検察事務官から検察官になれる制度が必要
最近犯罪が多くなっています。特に殺人事件が増えたように思われます。以前の殺人は恨みがあったとか、揉め事があったとか因果関係があるものが多かったのに対し、最近は闇バイトによる押し込み強盗殺人とか行き当たりの殺人が多くなっています。こんな状況ですから暴力事件や性被害事件などの刑事犯罪はこれ以上に増加しており、警察の逮捕者数や送検件数が大幅に増加しているようです。それは検察が不起訴にする事件が多いことから伺えます。私は熊本出身でよくネットで熊本のニュースをチェックするのですが、傷害事件や婦女暴行事件が不起訴になったというニュースを頻繁に見かけるようになりました。これは司法記者が「えー、これを不起訴はおかしい」という問題意識があって書いていると思われます。記事の内容を見るとこれで不起訴はおかしいし、こんなことをしていたら治安が悪化するのではないかと心配になります。尚これは熊本ばかりでなく全国的な傾向です。

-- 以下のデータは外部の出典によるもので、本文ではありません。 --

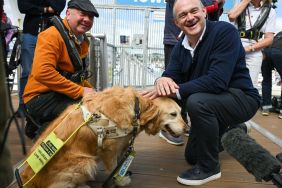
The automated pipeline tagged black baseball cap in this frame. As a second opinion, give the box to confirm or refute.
[68,0,99,17]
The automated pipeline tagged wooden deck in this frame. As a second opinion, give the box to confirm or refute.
[5,95,282,188]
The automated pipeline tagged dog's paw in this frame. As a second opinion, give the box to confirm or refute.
[115,175,131,187]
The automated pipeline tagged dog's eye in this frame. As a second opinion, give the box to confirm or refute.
[170,112,177,117]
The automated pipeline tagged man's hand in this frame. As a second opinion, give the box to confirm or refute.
[83,87,96,96]
[140,88,158,100]
[216,0,225,4]
[155,77,179,96]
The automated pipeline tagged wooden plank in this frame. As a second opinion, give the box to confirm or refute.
[6,96,282,188]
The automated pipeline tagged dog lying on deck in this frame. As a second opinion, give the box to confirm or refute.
[21,87,185,188]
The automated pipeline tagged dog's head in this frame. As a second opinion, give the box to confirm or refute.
[138,97,185,136]
[84,87,185,135]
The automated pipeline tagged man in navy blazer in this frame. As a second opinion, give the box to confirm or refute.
[143,0,260,185]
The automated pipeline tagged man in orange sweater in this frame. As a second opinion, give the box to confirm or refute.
[23,0,99,138]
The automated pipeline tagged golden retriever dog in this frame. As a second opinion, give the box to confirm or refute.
[20,87,185,188]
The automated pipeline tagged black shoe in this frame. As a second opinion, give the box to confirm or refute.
[177,165,221,185]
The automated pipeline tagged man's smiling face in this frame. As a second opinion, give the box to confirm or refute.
[174,0,207,38]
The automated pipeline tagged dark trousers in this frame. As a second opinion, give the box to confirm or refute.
[185,89,259,171]
[25,92,80,129]
[261,48,282,106]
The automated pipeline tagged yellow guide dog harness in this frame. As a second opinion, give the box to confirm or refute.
[15,99,139,187]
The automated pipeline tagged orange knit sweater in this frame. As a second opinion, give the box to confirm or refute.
[23,19,92,103]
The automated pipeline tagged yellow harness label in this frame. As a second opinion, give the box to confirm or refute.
[27,132,64,173]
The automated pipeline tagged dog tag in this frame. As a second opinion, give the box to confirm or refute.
[114,151,136,181]
[26,132,64,173]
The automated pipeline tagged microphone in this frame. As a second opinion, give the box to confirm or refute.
[221,128,282,187]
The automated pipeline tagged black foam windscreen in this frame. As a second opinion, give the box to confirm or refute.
[221,128,281,181]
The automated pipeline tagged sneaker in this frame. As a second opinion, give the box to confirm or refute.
[261,109,270,116]
[278,110,282,119]
[15,104,25,118]
[159,130,184,146]
[184,129,190,136]
[177,165,221,185]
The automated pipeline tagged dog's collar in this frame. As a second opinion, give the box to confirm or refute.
[80,105,135,147]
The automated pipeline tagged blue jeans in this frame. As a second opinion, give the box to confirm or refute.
[19,33,37,104]
[261,48,282,108]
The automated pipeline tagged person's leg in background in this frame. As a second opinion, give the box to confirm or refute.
[0,30,14,188]
[270,48,282,119]
[164,44,174,69]
[261,48,273,116]
[246,51,262,90]
[16,33,37,116]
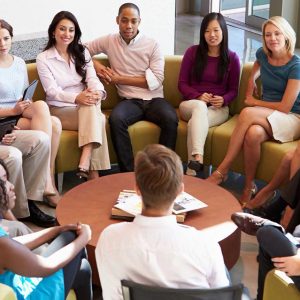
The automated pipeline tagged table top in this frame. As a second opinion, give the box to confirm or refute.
[56,173,240,247]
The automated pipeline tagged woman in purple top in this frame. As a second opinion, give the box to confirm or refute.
[178,13,240,175]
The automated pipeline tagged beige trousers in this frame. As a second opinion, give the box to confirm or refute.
[50,105,110,170]
[179,100,229,160]
[0,130,50,218]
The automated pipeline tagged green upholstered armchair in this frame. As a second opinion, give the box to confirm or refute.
[263,270,300,300]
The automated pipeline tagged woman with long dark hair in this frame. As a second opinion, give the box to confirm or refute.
[0,20,61,207]
[178,13,240,175]
[0,161,92,300]
[37,11,110,178]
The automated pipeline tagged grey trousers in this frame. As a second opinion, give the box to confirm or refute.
[0,130,50,218]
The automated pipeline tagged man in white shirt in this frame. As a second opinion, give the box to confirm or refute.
[87,3,178,172]
[96,145,229,300]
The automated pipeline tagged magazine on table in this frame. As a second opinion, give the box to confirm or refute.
[114,190,207,216]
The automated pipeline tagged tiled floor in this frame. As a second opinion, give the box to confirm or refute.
[28,166,258,300]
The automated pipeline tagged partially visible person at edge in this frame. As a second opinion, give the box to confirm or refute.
[208,16,300,206]
[178,12,240,176]
[0,159,32,237]
[231,211,300,300]
[0,20,61,206]
[87,3,178,172]
[36,11,110,179]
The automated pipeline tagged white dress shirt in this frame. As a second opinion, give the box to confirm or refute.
[86,33,164,100]
[96,215,229,300]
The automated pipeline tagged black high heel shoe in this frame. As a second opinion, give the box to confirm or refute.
[76,167,89,179]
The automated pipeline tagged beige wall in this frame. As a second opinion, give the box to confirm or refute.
[0,0,175,55]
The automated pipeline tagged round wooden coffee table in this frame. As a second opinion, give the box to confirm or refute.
[56,173,241,285]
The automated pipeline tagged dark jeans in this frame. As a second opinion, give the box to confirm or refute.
[256,226,300,300]
[42,231,93,300]
[109,98,178,172]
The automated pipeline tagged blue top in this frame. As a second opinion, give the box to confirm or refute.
[0,56,28,108]
[256,48,300,114]
[0,227,65,300]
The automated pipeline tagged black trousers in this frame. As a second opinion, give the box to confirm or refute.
[109,98,178,172]
[256,225,300,300]
[42,231,93,300]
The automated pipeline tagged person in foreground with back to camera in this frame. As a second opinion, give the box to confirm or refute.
[208,16,300,206]
[36,11,110,179]
[95,145,229,300]
[0,20,61,207]
[231,212,300,300]
[0,173,92,300]
[244,141,300,222]
[178,13,240,176]
[87,3,178,172]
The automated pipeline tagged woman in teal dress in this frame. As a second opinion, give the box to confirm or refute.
[0,163,92,300]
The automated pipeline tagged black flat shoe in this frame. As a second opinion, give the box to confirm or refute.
[231,212,268,235]
[19,200,57,228]
[76,167,89,179]
[188,160,203,172]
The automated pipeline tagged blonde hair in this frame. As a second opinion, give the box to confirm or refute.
[134,144,183,209]
[262,16,296,56]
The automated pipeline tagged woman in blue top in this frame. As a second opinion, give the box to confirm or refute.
[0,161,92,300]
[0,19,61,207]
[208,16,300,206]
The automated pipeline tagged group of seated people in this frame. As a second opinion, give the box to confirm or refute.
[0,3,300,299]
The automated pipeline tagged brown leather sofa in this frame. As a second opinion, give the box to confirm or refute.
[27,56,297,182]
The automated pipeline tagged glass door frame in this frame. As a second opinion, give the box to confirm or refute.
[245,0,271,29]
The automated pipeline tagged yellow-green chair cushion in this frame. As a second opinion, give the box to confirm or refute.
[263,270,300,300]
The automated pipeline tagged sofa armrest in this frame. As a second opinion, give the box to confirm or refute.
[263,270,300,300]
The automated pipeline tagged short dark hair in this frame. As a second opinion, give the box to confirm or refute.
[118,2,140,16]
[134,144,183,209]
[0,19,14,37]
[0,158,9,180]
[193,12,229,81]
[44,10,87,83]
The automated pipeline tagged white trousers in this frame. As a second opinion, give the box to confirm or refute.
[179,99,229,160]
[50,105,110,170]
[0,130,50,218]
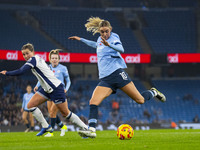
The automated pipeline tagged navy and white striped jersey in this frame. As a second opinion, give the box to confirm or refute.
[25,55,61,93]
[6,55,61,93]
[22,92,34,110]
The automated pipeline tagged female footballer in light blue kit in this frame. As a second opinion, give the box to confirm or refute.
[69,17,166,138]
[34,49,71,137]
[0,43,91,136]
[21,85,34,132]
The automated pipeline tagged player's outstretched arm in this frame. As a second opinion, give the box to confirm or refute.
[68,36,81,41]
[0,70,7,75]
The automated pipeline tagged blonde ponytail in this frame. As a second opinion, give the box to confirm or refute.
[49,49,61,61]
[85,17,104,35]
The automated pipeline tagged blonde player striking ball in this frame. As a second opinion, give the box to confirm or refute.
[69,17,166,138]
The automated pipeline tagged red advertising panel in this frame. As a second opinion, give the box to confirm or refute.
[0,50,151,63]
[167,53,200,63]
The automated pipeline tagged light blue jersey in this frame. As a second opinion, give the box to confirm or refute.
[81,32,127,79]
[22,93,34,110]
[36,64,71,91]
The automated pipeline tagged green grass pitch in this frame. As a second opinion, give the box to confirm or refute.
[0,129,200,150]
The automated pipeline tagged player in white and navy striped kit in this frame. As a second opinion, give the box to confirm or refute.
[0,43,88,136]
[21,85,34,132]
[34,49,71,137]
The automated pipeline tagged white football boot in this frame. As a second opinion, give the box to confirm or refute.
[150,87,166,102]
[60,125,67,136]
[78,127,97,138]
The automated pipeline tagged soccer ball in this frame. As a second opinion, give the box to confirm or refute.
[117,124,134,140]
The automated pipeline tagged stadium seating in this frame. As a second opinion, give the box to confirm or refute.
[143,10,196,53]
[0,10,56,51]
[31,10,143,53]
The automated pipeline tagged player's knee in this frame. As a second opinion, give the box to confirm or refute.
[49,111,57,118]
[135,98,145,104]
[27,103,32,109]
[89,99,100,106]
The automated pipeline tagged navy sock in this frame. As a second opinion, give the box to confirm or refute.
[88,105,98,128]
[141,90,154,101]
[51,118,56,129]
[26,123,29,128]
[56,115,63,128]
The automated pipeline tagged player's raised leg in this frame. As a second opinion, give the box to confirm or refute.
[78,86,113,138]
[27,93,53,136]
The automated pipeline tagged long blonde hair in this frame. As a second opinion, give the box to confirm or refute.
[85,17,112,35]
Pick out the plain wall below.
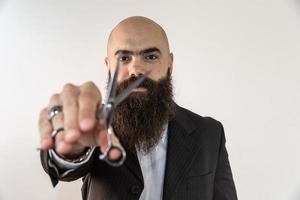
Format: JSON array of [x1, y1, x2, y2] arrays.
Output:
[[0, 0, 300, 200]]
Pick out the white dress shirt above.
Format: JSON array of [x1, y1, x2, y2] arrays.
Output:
[[137, 125, 168, 200], [48, 124, 168, 200]]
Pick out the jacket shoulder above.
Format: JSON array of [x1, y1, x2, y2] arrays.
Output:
[[175, 106, 223, 132]]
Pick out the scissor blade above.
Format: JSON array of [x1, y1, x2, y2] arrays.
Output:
[[114, 71, 151, 107], [105, 58, 120, 104]]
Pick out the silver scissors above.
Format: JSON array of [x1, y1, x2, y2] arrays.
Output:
[[97, 59, 150, 167]]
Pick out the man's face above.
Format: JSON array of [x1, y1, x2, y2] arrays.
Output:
[[105, 18, 174, 152], [105, 22, 173, 85]]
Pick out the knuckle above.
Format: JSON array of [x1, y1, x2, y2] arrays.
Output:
[[39, 107, 48, 120], [63, 83, 76, 92], [50, 93, 60, 104], [79, 92, 98, 102]]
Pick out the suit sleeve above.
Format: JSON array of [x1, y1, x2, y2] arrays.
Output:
[[213, 123, 237, 200], [40, 148, 99, 187]]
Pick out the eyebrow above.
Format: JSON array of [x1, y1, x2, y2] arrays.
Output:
[[115, 47, 161, 55]]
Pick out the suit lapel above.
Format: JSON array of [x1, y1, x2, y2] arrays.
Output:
[[163, 106, 199, 200], [125, 151, 144, 185]]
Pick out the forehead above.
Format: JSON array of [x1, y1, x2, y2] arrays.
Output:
[[108, 26, 167, 55]]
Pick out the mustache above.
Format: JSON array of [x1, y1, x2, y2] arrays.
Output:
[[117, 75, 159, 92]]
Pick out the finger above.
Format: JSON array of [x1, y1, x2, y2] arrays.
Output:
[[55, 131, 72, 155], [97, 121, 122, 160], [78, 82, 101, 131], [39, 108, 53, 150], [61, 84, 80, 143]]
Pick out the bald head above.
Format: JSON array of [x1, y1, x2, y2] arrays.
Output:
[[107, 16, 170, 56], [105, 16, 173, 82]]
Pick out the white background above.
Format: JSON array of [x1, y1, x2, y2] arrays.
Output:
[[0, 0, 300, 200]]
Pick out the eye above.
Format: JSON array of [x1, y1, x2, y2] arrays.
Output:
[[145, 54, 158, 60], [119, 55, 130, 62]]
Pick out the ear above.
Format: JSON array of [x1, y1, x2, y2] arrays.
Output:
[[104, 57, 110, 73], [168, 52, 174, 74]]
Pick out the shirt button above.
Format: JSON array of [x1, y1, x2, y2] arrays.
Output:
[[131, 185, 142, 194]]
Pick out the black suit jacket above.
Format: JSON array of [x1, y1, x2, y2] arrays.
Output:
[[41, 106, 237, 200]]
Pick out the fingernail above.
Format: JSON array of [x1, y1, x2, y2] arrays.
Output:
[[56, 142, 64, 152], [80, 119, 93, 130], [41, 139, 50, 149]]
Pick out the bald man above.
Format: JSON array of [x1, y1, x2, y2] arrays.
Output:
[[39, 16, 237, 200]]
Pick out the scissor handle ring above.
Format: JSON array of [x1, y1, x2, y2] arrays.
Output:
[[99, 144, 126, 167]]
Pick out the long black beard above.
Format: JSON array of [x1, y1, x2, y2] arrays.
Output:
[[112, 71, 174, 153]]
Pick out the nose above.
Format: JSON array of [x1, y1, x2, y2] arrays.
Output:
[[128, 58, 146, 77]]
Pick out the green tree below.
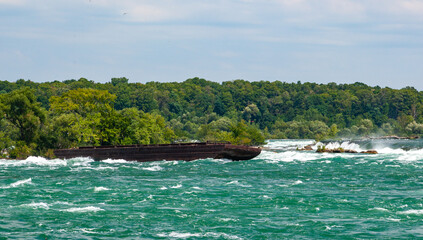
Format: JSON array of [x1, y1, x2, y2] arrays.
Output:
[[0, 88, 46, 145]]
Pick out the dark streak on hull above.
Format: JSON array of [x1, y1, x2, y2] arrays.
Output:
[[54, 143, 261, 162]]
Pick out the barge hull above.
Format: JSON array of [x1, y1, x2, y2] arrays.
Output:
[[54, 143, 261, 162]]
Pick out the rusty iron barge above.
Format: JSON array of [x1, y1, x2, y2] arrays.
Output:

そこでなんで検察は不起訴処分を乱発するのだろうと考えると、検察官の数が不足していることに行き当たります。その証拠として検察官の採用者数を見ると令和元年以降、65人,66人,71人,72人,76人と増えています。また高検の検事長人事を見ると東大や京大卒が少なくなっており検察官の人気が無くなると同時に退職(弁護士転身)も増えていることが伺えます。起訴すると書類づくりや訴訟で時間が取られることから、検察官が足りなければ起訴する案件を絞ることになります。その結果が不起訴処分の増加となって現れているように思われます。
この見立てが当たっているなら、検察官を増やすことが必要となります。司法試験合格者は毎年1,500人を超えており、弁護士業務を生業にするのは厳しくなっていることから、検察官の採用自体は困っていないと思われますが(ただし採用者の実力は低下している)、若手の退職者は増加しており、30代、40代のベテラン検事が不足しているように思われます。これを採用で補うのは困難であり、新しい検察官人事制度が必要となります。
そこで考えられるのが検察事務官から検察官になれる制度を創設することです。検察事務官は、検察官を補佐し、又はその指揮の下犯罪の捜査から裁判の遂行、そして刑の執行に至るまでの一連の刑事手続に関する業務を行いますから、刑事事件については検察官に近い実務能力が付くことになります。そのため現在でも検察事務官から副検事に昇格する制度があるようです。しかし副検事は検察官の職務を代行できないことになっており(実際は代行させている模様)、検察官不足の解決にはならないようです。そこで副検事から検事になれる制度を設ける必要があります。検察官は司法試験に合格していますが、やっている業務は刑事事件の処理であり、刑事事件だけに限れば検察事務官から検察官に準じる実務能力がある人が出てきます。国税専門官は23年以上国税専門官の業務に従事すれば税理士資格を得られますから、これと同様検察事務官も勤務年数に応じ副検事、更には選抜で検事になれる制度を設けることは何ら問題ないと思われます(ただし弁護士にはなれない)。今後検察官志望者は少なくなりますし、志望者の質も低下します。また検察官の職務に耐えられず弁護士に転身する人も増えると思われることから、この制度の創設は避けられないと思われます。